Black doctors were denied privileges at most hospitals. Black patients had to use segregated ambulances, wards, bathrooms and even blood supplies. Black people were turned away from emergency rooms reserved for white patients, leading to higher death rates in supposedly "separate but equal" facilities, according to Philip Lee, a Johnson administration official who helped implement Medicare's rollout.
In Atlanta, only the public Grady Hospital treated both races but in separate wings known as the two Gradys. Even there, Black childbirths could only be scheduled on Wednesdays, according to Xernona Clayton, an aide to the Rev. Martin Luther King Jr.
King's cousin-in-law, Dr. Roy Bell, eventually won a 1962 federal lawsuit seeking to end segregation in Atlanta's hospitals, but actual practice lagged behind federal law.
President Johnson was impatient for change and needed more grassroots support as Congress considered the Medicare and Medicaid Act. His aides urged Atlanta's Black doctors to make some noise, and they did: Clayton brought them to lobby Congress, and they scored a White House visit.
That pressure reverberated back home: On June 1, 1965, one month before Johnson signed the act, Grady's superintendent announced that the entire hospital would operate "on a non-racial basis, effective today."
Grady was ahead of the curve. By March 1966, four months before the money started flowing, fewer than half the nation's hospitals — and less than a quarter of them in the South — met federal standards outlawing racial discrimination, Lee wrote in 2015 in the Journal of the American Society on Aging.

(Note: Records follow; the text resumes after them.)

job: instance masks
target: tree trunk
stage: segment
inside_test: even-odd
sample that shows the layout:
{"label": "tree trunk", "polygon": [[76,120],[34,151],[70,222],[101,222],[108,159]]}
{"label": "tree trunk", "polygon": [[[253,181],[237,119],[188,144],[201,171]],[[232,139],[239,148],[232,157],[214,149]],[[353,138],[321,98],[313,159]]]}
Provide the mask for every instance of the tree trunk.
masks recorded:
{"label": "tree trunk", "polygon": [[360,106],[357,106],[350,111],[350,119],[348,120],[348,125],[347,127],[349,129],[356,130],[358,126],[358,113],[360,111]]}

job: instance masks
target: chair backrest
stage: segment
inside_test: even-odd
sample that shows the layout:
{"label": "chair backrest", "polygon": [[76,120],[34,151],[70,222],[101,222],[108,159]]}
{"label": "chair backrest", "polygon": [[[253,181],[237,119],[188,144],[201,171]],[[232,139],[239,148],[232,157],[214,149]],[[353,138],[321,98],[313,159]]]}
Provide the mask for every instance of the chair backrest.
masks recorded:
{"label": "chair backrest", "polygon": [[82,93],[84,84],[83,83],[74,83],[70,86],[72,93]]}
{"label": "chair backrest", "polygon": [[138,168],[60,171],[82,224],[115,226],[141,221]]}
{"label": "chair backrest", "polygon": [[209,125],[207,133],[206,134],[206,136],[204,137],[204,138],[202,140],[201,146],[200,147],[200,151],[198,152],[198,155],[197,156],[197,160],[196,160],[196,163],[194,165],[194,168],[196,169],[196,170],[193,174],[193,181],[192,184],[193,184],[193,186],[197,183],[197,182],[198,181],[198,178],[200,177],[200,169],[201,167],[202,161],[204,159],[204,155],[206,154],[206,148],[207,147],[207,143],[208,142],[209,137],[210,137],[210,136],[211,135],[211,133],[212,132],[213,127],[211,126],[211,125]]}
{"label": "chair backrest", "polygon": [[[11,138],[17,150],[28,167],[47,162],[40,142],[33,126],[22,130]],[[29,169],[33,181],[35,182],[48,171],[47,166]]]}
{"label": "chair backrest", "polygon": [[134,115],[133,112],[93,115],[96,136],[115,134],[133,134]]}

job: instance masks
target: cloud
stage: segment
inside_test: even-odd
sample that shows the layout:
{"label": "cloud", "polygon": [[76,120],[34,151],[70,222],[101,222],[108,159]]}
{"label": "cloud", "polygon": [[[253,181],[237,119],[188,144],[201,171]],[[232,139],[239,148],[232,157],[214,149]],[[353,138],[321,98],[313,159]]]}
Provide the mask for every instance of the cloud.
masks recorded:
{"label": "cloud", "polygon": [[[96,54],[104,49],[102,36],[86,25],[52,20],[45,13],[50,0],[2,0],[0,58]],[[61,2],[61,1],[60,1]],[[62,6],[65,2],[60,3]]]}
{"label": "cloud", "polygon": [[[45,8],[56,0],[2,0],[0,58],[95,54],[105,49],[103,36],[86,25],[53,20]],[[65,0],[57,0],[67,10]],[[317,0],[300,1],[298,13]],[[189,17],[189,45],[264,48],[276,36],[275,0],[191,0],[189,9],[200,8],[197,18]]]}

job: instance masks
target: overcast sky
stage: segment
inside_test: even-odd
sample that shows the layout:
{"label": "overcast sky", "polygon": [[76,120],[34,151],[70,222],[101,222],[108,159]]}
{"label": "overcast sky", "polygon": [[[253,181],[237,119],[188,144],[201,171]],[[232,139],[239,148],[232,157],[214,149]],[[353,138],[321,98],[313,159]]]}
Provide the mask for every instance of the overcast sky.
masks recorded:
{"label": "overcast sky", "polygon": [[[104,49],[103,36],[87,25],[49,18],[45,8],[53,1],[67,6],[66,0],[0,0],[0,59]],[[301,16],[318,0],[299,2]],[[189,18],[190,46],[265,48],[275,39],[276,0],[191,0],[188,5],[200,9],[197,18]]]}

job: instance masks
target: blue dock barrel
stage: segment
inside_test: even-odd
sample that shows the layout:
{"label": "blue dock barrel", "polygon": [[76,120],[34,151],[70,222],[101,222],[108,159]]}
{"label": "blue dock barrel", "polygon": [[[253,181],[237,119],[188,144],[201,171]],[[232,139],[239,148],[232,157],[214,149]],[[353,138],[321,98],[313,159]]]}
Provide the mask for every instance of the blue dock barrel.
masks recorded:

Hospital inspections by Lee and other federal officials, more litigation and a come-to-Johnson meeting of health care executives at the White House led 95% of the 7,000 hospitals nationwide to comply within six months, enabling Johnson to declare that "there will be no second-class patients in our health-care institutions" nationwide, Lee wrote.
This fundamental principle of American federalism has extended to many other areas: States have updated antidiscrimination practices to qualify for education money and raised the legal drinking age to 21 to get highway funding, for example.

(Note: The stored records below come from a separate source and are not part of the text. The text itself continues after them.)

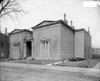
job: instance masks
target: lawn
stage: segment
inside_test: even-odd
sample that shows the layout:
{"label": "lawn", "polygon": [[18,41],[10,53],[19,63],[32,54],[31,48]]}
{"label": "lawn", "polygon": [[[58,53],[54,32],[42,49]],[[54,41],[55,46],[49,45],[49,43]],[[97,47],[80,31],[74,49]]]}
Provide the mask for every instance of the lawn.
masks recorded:
{"label": "lawn", "polygon": [[[17,62],[17,61],[15,61]],[[46,65],[46,64],[52,64],[54,62],[59,62],[59,60],[19,60],[18,63],[24,63],[27,64],[29,62],[29,64],[37,64],[37,65]]]}
{"label": "lawn", "polygon": [[97,63],[100,62],[100,59],[90,59],[83,61],[65,61],[64,63],[55,64],[56,66],[69,66],[69,67],[94,67]]}

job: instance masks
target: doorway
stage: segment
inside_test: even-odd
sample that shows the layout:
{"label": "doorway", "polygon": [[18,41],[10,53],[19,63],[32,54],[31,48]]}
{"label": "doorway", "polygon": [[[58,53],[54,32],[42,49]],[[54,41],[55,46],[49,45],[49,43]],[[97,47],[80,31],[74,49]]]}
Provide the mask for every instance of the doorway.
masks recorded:
{"label": "doorway", "polygon": [[31,51],[32,51],[32,46],[31,46],[31,41],[26,42],[26,57],[31,57]]}

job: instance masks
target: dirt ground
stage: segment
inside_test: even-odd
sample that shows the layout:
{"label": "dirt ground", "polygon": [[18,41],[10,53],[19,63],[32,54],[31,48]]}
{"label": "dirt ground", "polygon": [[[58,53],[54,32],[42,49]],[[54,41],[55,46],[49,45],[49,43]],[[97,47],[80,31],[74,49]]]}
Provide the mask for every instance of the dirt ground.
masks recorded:
{"label": "dirt ground", "polygon": [[0,81],[99,81],[99,79],[78,73],[0,66]]}

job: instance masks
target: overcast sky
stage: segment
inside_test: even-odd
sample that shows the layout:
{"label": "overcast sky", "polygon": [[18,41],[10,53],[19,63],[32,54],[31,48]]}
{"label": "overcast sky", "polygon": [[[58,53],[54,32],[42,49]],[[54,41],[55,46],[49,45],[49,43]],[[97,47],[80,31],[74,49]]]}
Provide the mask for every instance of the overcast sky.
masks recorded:
{"label": "overcast sky", "polygon": [[43,20],[59,20],[66,19],[73,21],[75,28],[90,28],[93,47],[100,47],[100,6],[99,7],[83,7],[83,0],[23,0],[20,1],[22,8],[27,12],[21,18],[14,20],[15,24],[6,19],[1,24],[11,32],[15,28],[26,28],[37,25]]}

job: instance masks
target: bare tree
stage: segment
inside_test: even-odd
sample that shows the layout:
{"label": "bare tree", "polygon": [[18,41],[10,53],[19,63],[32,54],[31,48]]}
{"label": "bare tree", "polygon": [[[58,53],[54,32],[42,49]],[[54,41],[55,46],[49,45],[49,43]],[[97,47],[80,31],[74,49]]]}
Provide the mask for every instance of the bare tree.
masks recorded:
{"label": "bare tree", "polygon": [[21,14],[21,12],[23,12],[23,9],[21,9],[17,0],[0,0],[0,18],[5,15],[12,17],[12,13]]}

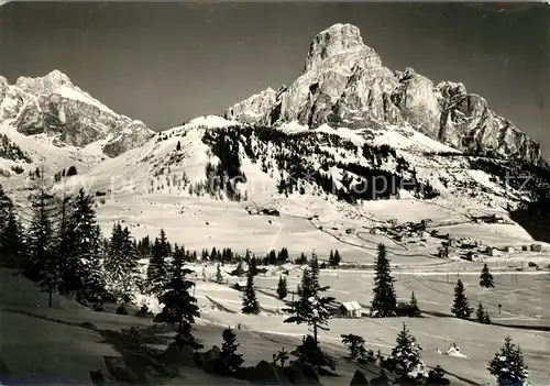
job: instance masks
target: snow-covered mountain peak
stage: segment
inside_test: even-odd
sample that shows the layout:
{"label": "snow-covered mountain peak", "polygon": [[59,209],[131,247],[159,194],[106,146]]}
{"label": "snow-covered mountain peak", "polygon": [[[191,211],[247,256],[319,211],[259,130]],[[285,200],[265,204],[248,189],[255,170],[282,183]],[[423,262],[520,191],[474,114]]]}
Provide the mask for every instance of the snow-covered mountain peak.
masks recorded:
{"label": "snow-covered mountain peak", "polygon": [[32,162],[43,162],[50,153],[61,159],[66,153],[67,158],[94,164],[154,135],[143,122],[116,113],[57,69],[42,77],[19,77],[14,85],[0,77],[0,124],[15,145],[29,150],[25,159]]}
{"label": "snow-covered mountain peak", "polygon": [[15,80],[15,86],[30,93],[52,93],[63,86],[74,88],[70,78],[58,69],[42,77],[21,76]]}
{"label": "snow-covered mountain peak", "polygon": [[496,114],[485,99],[468,93],[461,82],[435,85],[410,67],[384,67],[351,24],[334,24],[315,36],[305,70],[290,86],[256,93],[230,107],[226,118],[262,125],[297,122],[309,129],[410,125],[469,154],[546,165],[539,144]]}
{"label": "snow-covered mountain peak", "polygon": [[305,73],[334,62],[360,62],[363,66],[380,67],[380,56],[363,44],[361,31],[352,24],[334,24],[315,36],[306,57]]}

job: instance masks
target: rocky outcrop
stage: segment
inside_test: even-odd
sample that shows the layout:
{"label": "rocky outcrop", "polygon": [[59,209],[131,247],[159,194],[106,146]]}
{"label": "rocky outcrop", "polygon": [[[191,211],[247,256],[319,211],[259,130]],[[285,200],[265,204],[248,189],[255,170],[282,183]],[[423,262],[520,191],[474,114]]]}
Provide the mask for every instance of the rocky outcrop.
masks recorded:
{"label": "rocky outcrop", "polygon": [[351,24],[334,24],[315,36],[304,71],[290,86],[239,102],[226,118],[263,125],[298,121],[310,129],[410,125],[460,151],[544,164],[539,144],[483,98],[462,84],[433,85],[413,68],[389,70]]}
{"label": "rocky outcrop", "polygon": [[38,78],[20,77],[14,85],[0,78],[3,120],[12,120],[25,135],[54,136],[59,145],[82,147],[102,141],[103,153],[111,157],[153,136],[142,122],[117,114],[58,70]]}

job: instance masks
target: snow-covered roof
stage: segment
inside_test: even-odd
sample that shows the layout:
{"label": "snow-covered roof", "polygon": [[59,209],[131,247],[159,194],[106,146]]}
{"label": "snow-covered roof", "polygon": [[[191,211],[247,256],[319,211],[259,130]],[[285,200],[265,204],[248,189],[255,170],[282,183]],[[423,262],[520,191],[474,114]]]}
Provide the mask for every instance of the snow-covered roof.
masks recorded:
{"label": "snow-covered roof", "polygon": [[346,301],[342,302],[342,306],[348,310],[348,311],[354,311],[354,310],[360,310],[362,307],[359,305],[356,301]]}

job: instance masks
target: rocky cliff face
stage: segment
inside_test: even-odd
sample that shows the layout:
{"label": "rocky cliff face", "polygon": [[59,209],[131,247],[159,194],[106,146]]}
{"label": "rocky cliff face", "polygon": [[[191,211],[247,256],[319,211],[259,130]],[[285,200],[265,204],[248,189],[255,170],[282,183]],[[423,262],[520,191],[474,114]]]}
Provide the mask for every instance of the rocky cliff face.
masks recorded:
{"label": "rocky cliff face", "polygon": [[543,164],[539,144],[485,99],[468,93],[462,84],[433,85],[413,68],[389,70],[350,24],[332,25],[314,38],[302,74],[289,87],[239,102],[226,118],[264,125],[296,120],[310,129],[410,124],[463,152]]}
{"label": "rocky cliff face", "polygon": [[22,134],[47,134],[77,147],[103,140],[103,153],[117,156],[143,145],[153,132],[142,122],[119,115],[74,86],[63,73],[19,78],[9,85],[0,77],[0,121]]}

"The feds are saying, here's a bunch of money — if you want it, abide by our conditions. If you don't, don't take it. It's as simple as that," said Eric Segall, a constitutional law professor at Georgia State University. "No one who cares about the text and history of the Constitution" would seriously argue that federal spending power can't be used as leverage this way, he argued.
But this federal power was challenged in a 2012 ruling against the Affordable Care Act, which initially would have withdrawn states from Medicaid if they declined federal funding to expand the program. Chief Justice John Roberts' opinion held that this aspect of "Obamacare" amounted to unconstitutional coercion. Most states have volunteered to expand since then.